Far-right parties performed strongly in June European elections, coming out on top in France, prompting President Emmanuel Macron to call snap elections which resulted in right-winger Michel Barnier, who has previously called for a moratorium on migration, being named prime minister.

We are witnessing the “continuation of a rightward shift in migration policies in the European Union,” said Jerome Vignon, migration advisor at the Jacques Delors Institute think-tank.

It reflected the rise of far-right parties in the European elections in June, and more recently in the two regional elections in Germany, he said, referring to a “quite clearly protectionist and conservative trend”.

Strong message

“Anti-immigration positions that were previously the preserve of the extreme right are now contaminating centre-right parties, even centre-left parties like the Social Democrats” in Germany, added Florian Trauner, a migration specialist at the Vrije Universiteit Brussel, the Dutch-speaking university in Brussels.

While the Labour government in London has ditched its right-wing Conservative predecessor administration’s plan to send asylum seekers to Rwanda, there is clearly interest in a deal Italy has struck with Albania to detain and process migrants there.

Within the European Union, Cyprus has suspended the processing of asylum applications from Syrian applicants, while laws have appeared authorising pushbacks at the border in Finland and Lithuania.

Under the pretext of dealing with “emergency” or “crisis” situations, the list of exemptions and deviations from the common rules defined by the European Union continues to grow.

All this flies in the face of the new EU migration pact, agreed only in May and coming into force in 2026.

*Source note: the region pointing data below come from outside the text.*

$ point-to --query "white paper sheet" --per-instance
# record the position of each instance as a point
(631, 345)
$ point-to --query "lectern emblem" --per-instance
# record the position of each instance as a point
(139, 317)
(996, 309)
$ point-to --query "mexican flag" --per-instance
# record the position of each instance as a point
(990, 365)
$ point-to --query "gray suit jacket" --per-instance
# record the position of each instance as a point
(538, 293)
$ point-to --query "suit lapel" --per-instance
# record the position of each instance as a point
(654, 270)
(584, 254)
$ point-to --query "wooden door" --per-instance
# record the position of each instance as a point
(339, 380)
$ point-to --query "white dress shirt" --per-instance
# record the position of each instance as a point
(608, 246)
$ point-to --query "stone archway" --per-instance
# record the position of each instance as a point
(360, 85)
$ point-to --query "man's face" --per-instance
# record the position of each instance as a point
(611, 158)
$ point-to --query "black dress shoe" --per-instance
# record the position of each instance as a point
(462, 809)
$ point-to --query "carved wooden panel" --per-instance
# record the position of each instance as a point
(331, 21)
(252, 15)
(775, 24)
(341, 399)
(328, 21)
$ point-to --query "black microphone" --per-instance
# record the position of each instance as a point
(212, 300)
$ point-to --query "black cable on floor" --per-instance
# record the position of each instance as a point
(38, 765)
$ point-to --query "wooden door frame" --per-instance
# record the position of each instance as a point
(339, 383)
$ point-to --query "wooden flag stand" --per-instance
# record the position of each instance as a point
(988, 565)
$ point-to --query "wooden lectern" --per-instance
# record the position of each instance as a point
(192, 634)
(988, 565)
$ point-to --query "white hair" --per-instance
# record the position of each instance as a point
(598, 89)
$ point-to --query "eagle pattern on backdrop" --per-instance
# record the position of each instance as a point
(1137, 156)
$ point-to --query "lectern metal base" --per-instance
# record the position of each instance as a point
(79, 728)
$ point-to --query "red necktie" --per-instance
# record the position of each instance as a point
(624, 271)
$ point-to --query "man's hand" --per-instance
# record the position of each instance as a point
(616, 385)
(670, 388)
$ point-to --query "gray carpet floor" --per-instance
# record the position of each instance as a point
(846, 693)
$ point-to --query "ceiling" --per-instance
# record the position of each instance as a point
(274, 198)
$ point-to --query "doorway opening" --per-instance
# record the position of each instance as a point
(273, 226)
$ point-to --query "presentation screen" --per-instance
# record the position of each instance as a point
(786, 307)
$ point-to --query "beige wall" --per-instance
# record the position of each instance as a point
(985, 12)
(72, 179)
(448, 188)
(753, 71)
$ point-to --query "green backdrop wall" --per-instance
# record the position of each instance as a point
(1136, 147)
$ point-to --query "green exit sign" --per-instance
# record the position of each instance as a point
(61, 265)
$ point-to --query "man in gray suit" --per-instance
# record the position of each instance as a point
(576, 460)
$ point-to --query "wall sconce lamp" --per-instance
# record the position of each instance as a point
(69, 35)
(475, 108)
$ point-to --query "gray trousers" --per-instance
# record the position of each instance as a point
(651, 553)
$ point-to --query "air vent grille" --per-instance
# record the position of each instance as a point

In the wake of deadly attacks in Mannheim and most recently Solingen blamed on radical Islamists, German Chancellor Olaf Scholz’s government also expelled 28 Afghans back to their home country for the first time since the Taliban takeover of Kabul.

Such gestures from Germany are all the more symbolic given how the country since World War II has tried to turn itself into a model of integration, taking in a million refugees, mainly Syrians in 2015-2016 and then more than a million Ukrainian exiles since the Russian invasion.

Germany is sending a “strong message” to its own public as well as to its European partners, said Trauner.

The migratory pressure “remains significant” with more than 500,000 asylum applications registered in the European Union for the first six months of the year, he said.

‘Climate on impunity’

Germany, which received about a quarter of them alone, criticises the countries of southern Europe for allowing migrants to circulate without processing their asylum applications, but southern states denounce a lack of solidarity of the rest of Europe.

The moves by Germany were condemned by EU allies including Greece and Poland, but Scholz received the perhaps unwelcome accolade of praise from Hungarian right-wing Prime Minister Viktor Orban, Moscow’s closest friend in the European Union, when he declared “welcome to the club”.

The EU Commission’s failure to hold countries to account “only fosters a climate of impunity where unilateral migration policies and practices can proliferate,” said Adriana Tidona, Amnesty International’s Migration Researcher.

But behind the rhetoric, all European states are also aware of the crucial role played by migrants in keeping sectors going including transport and healthcare, as well as the importance of attracting skilled labour.

“Behind the symbolic speeches, European leaders, particularly German ones, remain pragmatic: border controls are targeted,” said Sophie Meiners, a migration researcher with the German Council on Foreign Relations.

Even Meloni’s government has allowed the entry into Italy of 452,000 foreign workers for the period 2023-2025.

“In parallel to this kind of new restrictive measures, they know they need to address skilled labour needs,” she said.